As may now be more fully appreciated, the safety mechanism of the present 
invention senses off the lift belt below the weight box or counterweight, 
and thus sees only the tension resulting from the differential in load 
between the polish rod side of the mast and the weight box. During an 
upstroke of the pumping unit, the load on the polish rod side includes the 
belt, polish rod, rod string, sucker rod, the fluid being lifted and the 
dynamic load of stroke reversal, which may reach a maximum of 29,700 
pounds in the example previously given. This load reduces to 18,300 in the 
downstroke as the sucker rod drops back down through the fluid. The 
enormous stress of the maximum load and the resulting requirement of heavy 
duty components in a safety mechanism, coupled with the wide fluctuations 
in loads between upstroke and downstroke, makes it virtually impossible to 
design a safety device with proper sensitivity which does not lock up 
prematurely due to load fluctuations alone when a condition of failure 
does not in fact exist.
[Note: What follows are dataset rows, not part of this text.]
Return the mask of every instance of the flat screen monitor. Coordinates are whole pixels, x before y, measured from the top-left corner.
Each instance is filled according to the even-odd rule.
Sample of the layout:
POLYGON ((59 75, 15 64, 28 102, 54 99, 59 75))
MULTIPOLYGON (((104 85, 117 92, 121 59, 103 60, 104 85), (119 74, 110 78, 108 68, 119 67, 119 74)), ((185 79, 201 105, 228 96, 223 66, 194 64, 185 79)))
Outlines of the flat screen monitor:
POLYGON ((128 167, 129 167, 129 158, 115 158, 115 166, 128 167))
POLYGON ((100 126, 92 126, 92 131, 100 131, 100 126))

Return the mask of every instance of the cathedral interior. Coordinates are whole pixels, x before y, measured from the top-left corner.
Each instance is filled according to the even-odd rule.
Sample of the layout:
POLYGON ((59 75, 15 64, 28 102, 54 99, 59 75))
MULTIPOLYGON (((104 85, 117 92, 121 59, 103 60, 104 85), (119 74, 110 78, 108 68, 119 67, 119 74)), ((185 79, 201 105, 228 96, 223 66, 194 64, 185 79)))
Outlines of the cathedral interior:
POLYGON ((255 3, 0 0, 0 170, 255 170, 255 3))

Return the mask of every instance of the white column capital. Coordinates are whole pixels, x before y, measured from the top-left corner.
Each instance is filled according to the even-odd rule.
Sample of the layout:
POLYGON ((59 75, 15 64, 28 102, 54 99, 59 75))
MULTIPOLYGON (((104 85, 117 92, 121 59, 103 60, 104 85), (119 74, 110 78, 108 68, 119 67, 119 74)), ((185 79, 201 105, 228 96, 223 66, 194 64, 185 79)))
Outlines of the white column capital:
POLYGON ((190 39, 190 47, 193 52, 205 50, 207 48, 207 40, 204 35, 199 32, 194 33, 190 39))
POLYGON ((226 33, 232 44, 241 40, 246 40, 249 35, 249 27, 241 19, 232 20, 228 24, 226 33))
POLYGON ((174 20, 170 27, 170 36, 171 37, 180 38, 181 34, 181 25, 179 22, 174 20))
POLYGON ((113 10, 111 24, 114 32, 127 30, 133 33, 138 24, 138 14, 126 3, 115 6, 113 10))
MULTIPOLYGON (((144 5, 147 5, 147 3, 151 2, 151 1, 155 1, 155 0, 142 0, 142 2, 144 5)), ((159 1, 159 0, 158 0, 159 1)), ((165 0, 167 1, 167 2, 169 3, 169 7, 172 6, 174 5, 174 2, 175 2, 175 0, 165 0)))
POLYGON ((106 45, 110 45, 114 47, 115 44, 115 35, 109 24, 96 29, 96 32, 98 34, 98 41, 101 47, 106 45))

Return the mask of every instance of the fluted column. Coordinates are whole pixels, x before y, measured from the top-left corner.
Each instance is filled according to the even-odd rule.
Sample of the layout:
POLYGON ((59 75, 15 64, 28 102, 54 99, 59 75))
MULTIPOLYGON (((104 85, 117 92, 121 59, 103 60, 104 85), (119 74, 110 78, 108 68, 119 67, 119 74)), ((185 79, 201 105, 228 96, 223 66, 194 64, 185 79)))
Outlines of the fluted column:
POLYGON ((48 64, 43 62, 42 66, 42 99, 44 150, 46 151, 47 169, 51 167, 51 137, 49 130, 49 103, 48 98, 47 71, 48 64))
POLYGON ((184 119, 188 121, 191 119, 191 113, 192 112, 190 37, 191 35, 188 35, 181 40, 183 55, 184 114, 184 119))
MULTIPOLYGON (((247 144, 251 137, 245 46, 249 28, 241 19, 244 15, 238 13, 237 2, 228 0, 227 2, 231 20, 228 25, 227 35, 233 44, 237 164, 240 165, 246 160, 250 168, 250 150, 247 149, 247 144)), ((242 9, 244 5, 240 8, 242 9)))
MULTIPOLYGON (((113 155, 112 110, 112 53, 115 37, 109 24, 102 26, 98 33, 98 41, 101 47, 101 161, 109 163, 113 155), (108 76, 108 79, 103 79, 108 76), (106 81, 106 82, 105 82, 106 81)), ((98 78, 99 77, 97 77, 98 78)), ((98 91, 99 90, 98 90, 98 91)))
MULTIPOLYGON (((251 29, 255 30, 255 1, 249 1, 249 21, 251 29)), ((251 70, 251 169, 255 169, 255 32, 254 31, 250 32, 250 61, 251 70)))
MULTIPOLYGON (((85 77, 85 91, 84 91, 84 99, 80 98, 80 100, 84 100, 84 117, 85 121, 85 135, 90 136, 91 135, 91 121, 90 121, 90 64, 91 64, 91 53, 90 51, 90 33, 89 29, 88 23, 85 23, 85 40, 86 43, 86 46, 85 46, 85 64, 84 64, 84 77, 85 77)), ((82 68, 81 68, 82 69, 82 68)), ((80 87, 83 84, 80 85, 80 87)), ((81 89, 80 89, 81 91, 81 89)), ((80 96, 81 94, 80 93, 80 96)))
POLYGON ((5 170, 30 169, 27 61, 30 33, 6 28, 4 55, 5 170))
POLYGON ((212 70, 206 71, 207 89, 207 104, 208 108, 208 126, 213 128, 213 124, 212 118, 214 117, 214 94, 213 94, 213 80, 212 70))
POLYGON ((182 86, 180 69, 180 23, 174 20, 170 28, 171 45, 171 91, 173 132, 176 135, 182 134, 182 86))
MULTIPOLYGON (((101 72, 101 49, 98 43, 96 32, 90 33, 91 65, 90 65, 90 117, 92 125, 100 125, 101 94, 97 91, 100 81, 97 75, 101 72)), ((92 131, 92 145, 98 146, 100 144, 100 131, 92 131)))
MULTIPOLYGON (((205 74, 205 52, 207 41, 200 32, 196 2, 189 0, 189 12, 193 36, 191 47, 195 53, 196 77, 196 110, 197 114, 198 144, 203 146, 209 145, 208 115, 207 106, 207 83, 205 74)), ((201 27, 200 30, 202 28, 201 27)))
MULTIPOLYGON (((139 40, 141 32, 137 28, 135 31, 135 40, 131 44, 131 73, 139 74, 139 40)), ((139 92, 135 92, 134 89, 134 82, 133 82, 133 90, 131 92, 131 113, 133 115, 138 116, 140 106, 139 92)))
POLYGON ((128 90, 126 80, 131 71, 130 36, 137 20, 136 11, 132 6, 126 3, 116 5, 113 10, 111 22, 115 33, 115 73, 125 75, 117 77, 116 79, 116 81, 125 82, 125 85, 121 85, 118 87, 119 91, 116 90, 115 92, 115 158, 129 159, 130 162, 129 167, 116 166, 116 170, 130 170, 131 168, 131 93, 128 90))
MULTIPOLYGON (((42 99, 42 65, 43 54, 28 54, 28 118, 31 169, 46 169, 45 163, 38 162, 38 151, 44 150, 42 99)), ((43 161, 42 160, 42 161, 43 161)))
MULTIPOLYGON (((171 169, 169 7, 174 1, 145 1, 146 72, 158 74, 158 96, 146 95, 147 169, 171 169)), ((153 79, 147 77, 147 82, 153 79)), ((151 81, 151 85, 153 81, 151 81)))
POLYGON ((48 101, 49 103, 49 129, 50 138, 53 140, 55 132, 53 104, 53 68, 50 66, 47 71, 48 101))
By sensing off the belt below the weight box, the 
safety mechanism sees only the differential in load between the polish rod 
side and the weight box, which in our prior example called for a weight 
box loading of 17,000 pounds, yields a maximum load seen by the safety 
mechanism of 12,700 pounds. Thus, a safety mechanism is provided with the 
necessary positive response to arrest and latch the counterweight against 
free fall without sacrificing critical sensitivity. 
The invention may be embodied in other specific forms without departing 
from the spirit and other essential characteristics thereof. The present 
embodiment is therefore to be considered in all respects as illustrative 
and not restrictive, the scope of the invention being indicated by the 
appended claims rather than the foregoing description and all changes 
which come within the meaning and range of equivalency of the claims are 
therefore intended to be embraced therein.